Guidance reviewICH guidances. The definition of a starting material, as presented in ICH Q7 Good Manufacturing Practice Guide for Active Pharmaceutical Ingredients, reflects the diverse source of potential starting materials and notes that chemical properties and structure are normally defined (6). The focus is for field inspector use (CGMP) rather than marketing authorization application (MAA) or new drug application (NDA) review. It defines what may be considered a starting material, rather than how to select the starting materials for a synthesis from, for example, the raw materials and the intermediates.
A starting material can be defined as a raw material, intermediate, or a drug substance that is used in the production of a drug substance and that is incorporated as a significant structural fragment into the structure of the drug substance. A starting material can be an article of commerce, a material purchased from one or more suppliers under contract or commercial agreement, or produced in-house and is normally of defined chemical properties and structure.
ICH Q8 Pharmaceutical Development introduces the concept of design space and a more science-based approach to the regulatory control of the manufacture of pharmaceutical products with potential benefits of reduced regulatory oversight for postapproval changes (2). The concepts of ICH Q8 apply to drug substances and drug products.
ICH Q9 Quality Risk Management provides guidance on a systematic approach to quality risk management for pharmaceutical products (3). The evaluation of the risk to quality should ultimately link back to the protection of the patient, and the quality risk-management process should be commensurate with the level of risk and based on scientific knowledge.

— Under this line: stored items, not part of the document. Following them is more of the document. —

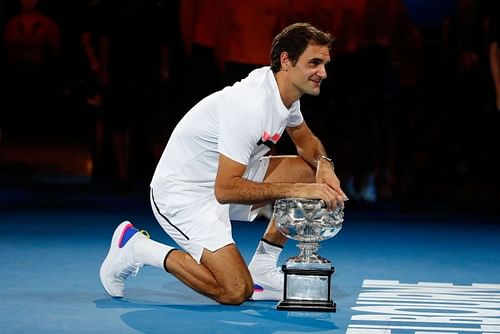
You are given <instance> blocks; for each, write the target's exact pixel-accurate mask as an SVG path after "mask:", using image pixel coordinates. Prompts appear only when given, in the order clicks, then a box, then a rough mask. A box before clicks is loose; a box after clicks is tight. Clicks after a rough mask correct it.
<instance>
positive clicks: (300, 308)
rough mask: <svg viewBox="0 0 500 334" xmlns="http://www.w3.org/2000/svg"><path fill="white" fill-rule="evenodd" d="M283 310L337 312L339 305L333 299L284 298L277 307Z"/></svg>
mask: <svg viewBox="0 0 500 334" xmlns="http://www.w3.org/2000/svg"><path fill="white" fill-rule="evenodd" d="M276 308H277V309H278V310H281V311H306V312H307V311H309V312H336V311H337V305H336V304H335V303H334V302H332V301H327V302H325V301H316V300H283V301H281V302H279V304H278V306H277V307H276Z"/></svg>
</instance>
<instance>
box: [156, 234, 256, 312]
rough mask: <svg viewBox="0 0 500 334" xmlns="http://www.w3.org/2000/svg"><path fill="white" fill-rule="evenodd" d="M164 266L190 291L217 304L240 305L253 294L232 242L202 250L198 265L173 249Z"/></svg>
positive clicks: (247, 277)
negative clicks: (213, 247) (177, 278)
mask: <svg viewBox="0 0 500 334" xmlns="http://www.w3.org/2000/svg"><path fill="white" fill-rule="evenodd" d="M165 267H166V269H167V270H168V272H170V273H172V274H173V275H174V276H175V277H177V278H178V279H179V280H181V281H182V282H183V283H184V284H186V285H187V286H189V287H191V288H192V289H193V290H196V291H198V292H199V293H201V294H203V295H205V296H207V297H210V298H212V299H214V300H215V301H217V302H219V303H221V304H235V305H238V304H241V303H243V302H244V301H245V300H247V299H248V298H250V296H251V295H252V293H253V283H252V277H251V276H250V272H249V271H248V268H247V266H246V263H245V261H244V259H243V257H242V256H241V254H240V252H239V251H238V249H237V248H236V246H235V245H234V244H230V245H227V246H224V247H222V248H221V249H218V250H216V251H215V252H211V251H209V250H207V249H205V250H204V251H203V255H202V257H201V263H200V264H198V263H197V262H196V261H195V260H194V259H193V257H192V256H191V255H189V254H187V253H184V252H182V251H178V250H175V251H173V252H172V253H171V254H170V255H169V256H168V257H167V258H166V261H165Z"/></svg>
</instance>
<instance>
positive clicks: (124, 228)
mask: <svg viewBox="0 0 500 334" xmlns="http://www.w3.org/2000/svg"><path fill="white" fill-rule="evenodd" d="M128 227H133V225H132V223H131V222H129V221H124V222H122V223H121V224H120V225H118V227H117V228H116V229H115V232H114V233H113V237H112V238H111V244H110V246H109V251H108V254H107V255H106V258H105V259H104V261H103V263H102V265H101V269H100V271H99V277H100V279H101V284H102V286H103V288H104V290H106V292H107V293H108V295H110V296H111V297H114V298H121V297H123V294H113V293H112V292H111V290H110V289H109V288H108V287H107V286H106V285H107V284H106V280H105V277H106V275H105V273H106V271H107V267H108V266H109V264H110V263H111V262H112V260H113V259H114V257H115V256H116V253H117V252H118V250H119V249H120V248H119V246H118V245H119V244H120V242H121V240H122V238H123V235H124V232H125V231H126V230H127V228H128Z"/></svg>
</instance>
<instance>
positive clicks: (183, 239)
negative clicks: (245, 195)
mask: <svg viewBox="0 0 500 334" xmlns="http://www.w3.org/2000/svg"><path fill="white" fill-rule="evenodd" d="M268 166H269V158H268V157H264V158H262V159H260V160H259V162H258V163H256V164H254V165H249V166H248V167H247V169H246V171H245V173H244V174H243V177H244V178H245V179H248V180H251V181H255V182H262V181H263V180H264V177H265V175H266V172H267V168H268ZM162 193H163V191H158V192H155V190H154V189H151V192H150V199H151V207H152V209H153V213H154V216H155V218H156V220H157V221H158V223H159V224H160V225H161V227H162V228H163V230H165V232H167V234H168V235H169V236H170V237H171V238H172V239H173V240H174V241H175V242H176V243H177V244H178V245H179V246H180V247H182V249H183V250H185V251H186V252H188V253H189V254H191V256H192V257H193V258H194V259H195V260H196V262H198V263H200V260H201V255H202V253H203V250H204V249H207V250H209V251H211V252H214V251H216V250H218V249H220V248H222V247H224V246H226V245H229V244H233V243H234V240H233V236H232V230H231V220H242V221H253V220H254V219H255V217H256V216H257V214H258V211H259V210H252V206H251V205H243V204H231V205H223V204H220V203H219V202H217V200H216V199H215V194H214V192H213V191H212V192H211V193H210V194H208V195H207V196H205V197H203V198H202V199H200V200H197V201H196V202H189V203H186V205H185V206H184V207H183V208H182V209H181V210H178V208H177V210H176V211H175V215H171V214H169V212H171V211H170V210H169V207H168V200H169V198H168V195H166V196H163V195H162Z"/></svg>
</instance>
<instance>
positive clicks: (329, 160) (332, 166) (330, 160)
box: [316, 155, 335, 168]
mask: <svg viewBox="0 0 500 334" xmlns="http://www.w3.org/2000/svg"><path fill="white" fill-rule="evenodd" d="M321 159H323V160H326V161H328V162H329V163H330V164H331V165H332V168H335V165H334V164H333V160H332V159H331V158H329V157H327V156H326V155H320V156H319V157H318V159H316V163H317V164H318V163H319V161H320V160H321Z"/></svg>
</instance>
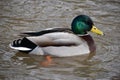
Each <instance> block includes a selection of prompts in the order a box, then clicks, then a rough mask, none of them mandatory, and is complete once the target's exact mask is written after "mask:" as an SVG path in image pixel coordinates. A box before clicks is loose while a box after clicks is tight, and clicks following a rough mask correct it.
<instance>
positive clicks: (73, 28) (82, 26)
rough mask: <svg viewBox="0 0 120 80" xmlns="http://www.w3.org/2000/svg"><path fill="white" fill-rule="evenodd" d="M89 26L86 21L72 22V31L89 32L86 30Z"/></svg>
mask: <svg viewBox="0 0 120 80" xmlns="http://www.w3.org/2000/svg"><path fill="white" fill-rule="evenodd" d="M87 28H88V25H86V24H85V23H84V22H80V21H76V22H75V23H73V24H72V31H73V32H74V33H75V34H81V35H84V34H87V32H86V30H87Z"/></svg>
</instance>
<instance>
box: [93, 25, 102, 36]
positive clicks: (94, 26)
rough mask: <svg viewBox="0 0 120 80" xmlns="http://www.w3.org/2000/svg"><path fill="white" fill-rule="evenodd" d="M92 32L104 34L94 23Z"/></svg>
mask: <svg viewBox="0 0 120 80" xmlns="http://www.w3.org/2000/svg"><path fill="white" fill-rule="evenodd" d="M91 32H93V33H96V34H99V35H104V34H103V32H102V31H101V30H99V29H98V28H96V27H95V26H94V25H93V26H92V29H91Z"/></svg>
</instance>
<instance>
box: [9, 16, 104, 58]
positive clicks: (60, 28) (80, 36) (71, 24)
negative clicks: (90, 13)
mask: <svg viewBox="0 0 120 80" xmlns="http://www.w3.org/2000/svg"><path fill="white" fill-rule="evenodd" d="M88 31H92V32H94V33H96V34H99V35H103V32H102V31H100V30H99V29H97V28H96V27H95V25H94V23H93V21H92V19H91V18H90V17H89V16H87V15H79V16H77V17H75V18H74V19H73V21H72V23H71V29H70V28H50V29H45V30H42V31H39V32H24V33H21V34H22V35H27V37H23V38H21V39H17V40H14V41H13V42H12V43H11V44H10V47H11V48H12V49H15V50H18V51H21V52H25V53H29V54H36V55H50V56H57V57H69V56H78V55H84V54H89V53H91V52H95V50H96V47H95V43H94V40H93V38H92V37H91V36H90V34H88V33H87V32H88ZM48 58H49V57H48Z"/></svg>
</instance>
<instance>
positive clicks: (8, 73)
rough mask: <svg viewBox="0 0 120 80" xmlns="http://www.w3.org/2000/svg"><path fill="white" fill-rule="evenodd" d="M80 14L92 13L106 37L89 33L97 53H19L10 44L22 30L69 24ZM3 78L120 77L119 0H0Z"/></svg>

FDA's Guidance for Submitting Supporting Documentation in Drug Applications for the Manufacture of Drug Substances noted that what constitutes a starting material may not always be obvious. The following criteria may be helpful (7):
The final intermediate can influence the selection of the starting materials and is defined by FDA as follows (7, 8):
The last compound synthesized before the reaction that produces the drug substance. The final step, forming the new drug substance, must involve covalent bonds. The formation of simple esters or ionic bonds does not qualify as the final synthetic step. When the drug substance is a salt, the precursors to the organic acid or base should be considered the final intermediate. There may be more than one final intermediate depending on the nature of the synthesis.
The Committee for Medicinal Products for Human Use (CHMP) Guidance on the Chemistry of New Active Substances notes that a starting material is incorporated as a significant structural fragment into the structure of a drug substance and marks the beginning of the detailed description of the drug substance synthesis (9). Starting materials with a Certificate of the European Pharmacopoeia (CEP) or subject of an approved MAA are acceptable. An MAA requires the following:
The EU GMP Annex 18 adopted the ICH Q7 definition of a starting material (10). Table I of this document provides guidance on where CGMP is applied to a synthetic process.
The European Directorate for the Quality of Medicines (EDQM) Public Document, in noting the top 10 deficiencies in Certificate of the European Pharmacopoeia (CEP) applications, identifies the lack of detailed information about the synthesis of starting materials, and impurity carry over has been highlighted as the number one deficiency (11).
MHLW guidance. The Japanese MHLW Notification PFSB/ELD 020001 indicates starting materials should be based on the ICH Q7 definition (PAB notification number 1200, Nov. 2, 2001) (12). The starting material justification should be described in CTD Section 3.2.S2.6 and include the criteria for the starting materials and the name, principle, and outline of testing methods.
The applicant should start the description of the manufacturing process from a step that is necessary for ensuring drug-substance quality. The guidance defines a final intermediate and notes that a registered synthesis should include more stages than the final stage.
From the standpoint of risk control, the manufacturing process stated in the application should include processes that are essential for ensuring drug-substance quality. Manufacturing parameters or charged quantities should be identified according to whether they can be subsequently changed by prior approval (partial change application, PCA) or by a minor amendment (Notification). Changes to the reaction process, including starting materials, or a change of specification or test method if likely to impact on quality of drug substance requires prior approval (i.e., PCA).